Получив новый приказ, а вместе с ним и надежду на благополучный исход, Лермонтов просиял и, козырнув торопливо, радостно гаркнул:
- Так точно!
От такого вопля с ближайшего дерева сорвалась стайка ворон, оглашая окрестности недовольным граем, юноша засмущался, а горцы спрятали в усы широкие ухмылки. Один Ребиндер стоял мрачный, как прогоревший еврей-ростовщик – на милость Чаплина он не рассчитывал. Проследив мрачно за сорвавшимся с места в карьер прапорщиком, он глухо ответил:
- Наши чечены не без помощи вашего знакомца господина Миллера обезвредили американскую охрану у дома, а потом и на складе. Они – пластуны почище казаков, и когда действуют незаметно, какие-то американские Джонни им не помеха. Но не переживайте: все янки целы и здоровы. Если что и пострадало, так это их гордость, только и всего. Если она, конечно, у лавочников есть…

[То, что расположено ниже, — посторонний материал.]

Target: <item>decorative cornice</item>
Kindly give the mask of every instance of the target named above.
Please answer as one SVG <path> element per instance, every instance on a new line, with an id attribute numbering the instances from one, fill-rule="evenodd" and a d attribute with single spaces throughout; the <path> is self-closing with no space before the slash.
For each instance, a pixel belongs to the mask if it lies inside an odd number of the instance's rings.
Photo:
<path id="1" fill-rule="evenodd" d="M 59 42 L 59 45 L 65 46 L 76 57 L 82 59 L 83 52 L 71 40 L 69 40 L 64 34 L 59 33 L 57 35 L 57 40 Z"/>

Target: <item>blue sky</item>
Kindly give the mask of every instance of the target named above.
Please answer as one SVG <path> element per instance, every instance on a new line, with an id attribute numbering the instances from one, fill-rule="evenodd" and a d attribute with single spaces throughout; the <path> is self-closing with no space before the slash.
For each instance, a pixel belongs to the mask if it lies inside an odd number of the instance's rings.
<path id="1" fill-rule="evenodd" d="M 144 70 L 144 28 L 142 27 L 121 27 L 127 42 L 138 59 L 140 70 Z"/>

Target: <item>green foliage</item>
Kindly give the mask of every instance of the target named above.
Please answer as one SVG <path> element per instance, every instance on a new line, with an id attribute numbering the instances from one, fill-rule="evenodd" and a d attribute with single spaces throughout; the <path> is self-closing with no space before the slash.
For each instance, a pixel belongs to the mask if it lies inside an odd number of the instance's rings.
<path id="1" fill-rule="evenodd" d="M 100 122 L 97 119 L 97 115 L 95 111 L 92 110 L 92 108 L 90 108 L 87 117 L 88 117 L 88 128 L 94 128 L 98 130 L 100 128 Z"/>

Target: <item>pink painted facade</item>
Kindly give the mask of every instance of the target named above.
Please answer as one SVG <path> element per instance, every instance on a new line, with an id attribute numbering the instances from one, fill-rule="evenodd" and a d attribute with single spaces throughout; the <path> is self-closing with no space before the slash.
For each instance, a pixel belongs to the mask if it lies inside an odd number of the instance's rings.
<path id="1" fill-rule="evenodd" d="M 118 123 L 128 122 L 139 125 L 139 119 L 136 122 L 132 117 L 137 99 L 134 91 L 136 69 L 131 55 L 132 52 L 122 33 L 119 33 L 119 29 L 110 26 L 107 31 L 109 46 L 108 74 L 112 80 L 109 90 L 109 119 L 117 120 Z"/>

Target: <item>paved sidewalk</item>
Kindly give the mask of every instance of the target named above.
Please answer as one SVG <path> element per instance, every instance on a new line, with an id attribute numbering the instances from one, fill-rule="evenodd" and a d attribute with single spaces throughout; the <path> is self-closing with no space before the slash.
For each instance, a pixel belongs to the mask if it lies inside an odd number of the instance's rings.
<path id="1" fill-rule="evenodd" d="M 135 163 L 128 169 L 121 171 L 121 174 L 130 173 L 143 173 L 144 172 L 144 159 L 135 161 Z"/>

На счастье горцев, смурное архангельское небо больше не разверзало хлябей небесных, и тучи, хоть и ходили хмуро, не изливались надоевшим всем дождем. Кутаясь от промозглого северного ветра в бурки, всадники негромко разговаривили о чем-то гортанными, резкими голосами, и кое-где уже в пальцах показались огоньки сигарет. Если приглядеться – американских, взятых трофеями с незадачливых караульщиков. «Беломорцы» несколько успокоились, но в прямых спинах до сих пор читалось настороженное напряжение, словно у брехливых дворовых псов, припавших к миске с кормом, но не верящих до конца, что угощение не отнимут.
Хетагуров, постучав насмешливо графа по плечу, вклинился в ряды всадников, начав с ними что-то горячо обсуждать. Бывший подполковник, гордо держа голову, указывал собравшимся вкруг него нижним чинам пальцами на погоны, а в тоне его сквозила напористая уверенность, та, которой не хватило «наследнику» атамана. Его слушали и даже, кажется, соглашались, а значит, с каждой минутой, проведенной в покое, горцы становились все менее опасными.
Константин Александрович, решив, что пока что его присутствие не требуется, вернулся в покои к баронессе Мёдем. Он многое мог предположить, что его ожидает, но такой сцены, что открылась его глазам, вряд ли предполагал. Так и не переодевшаяся девушка в неглиже, выгодно обрисовывающем нежные девичьи формы, курила сигарету на длинном мундштуке, по-турецки устроившись на обширной кровати, а рядом с выглядывающим из-под постели ящиком в груде стеклянных осколков валялся с окровавленной головой коммандан Витрэ, не подавая признаков жизни. В комнате отчетливо пахло сивухой: видимо, от той лужи, в которой покоился бравый француз.
- Он сказал, что это золото должно принадлежать разоренной войной и русскими глупостями Belle France, и он его забирает. – пожала плечами при виде ротмистра баронесса. – А я не хочу, чтобы мою страну грабили… всякие.
Будете? – протянула она Раушу сигарету.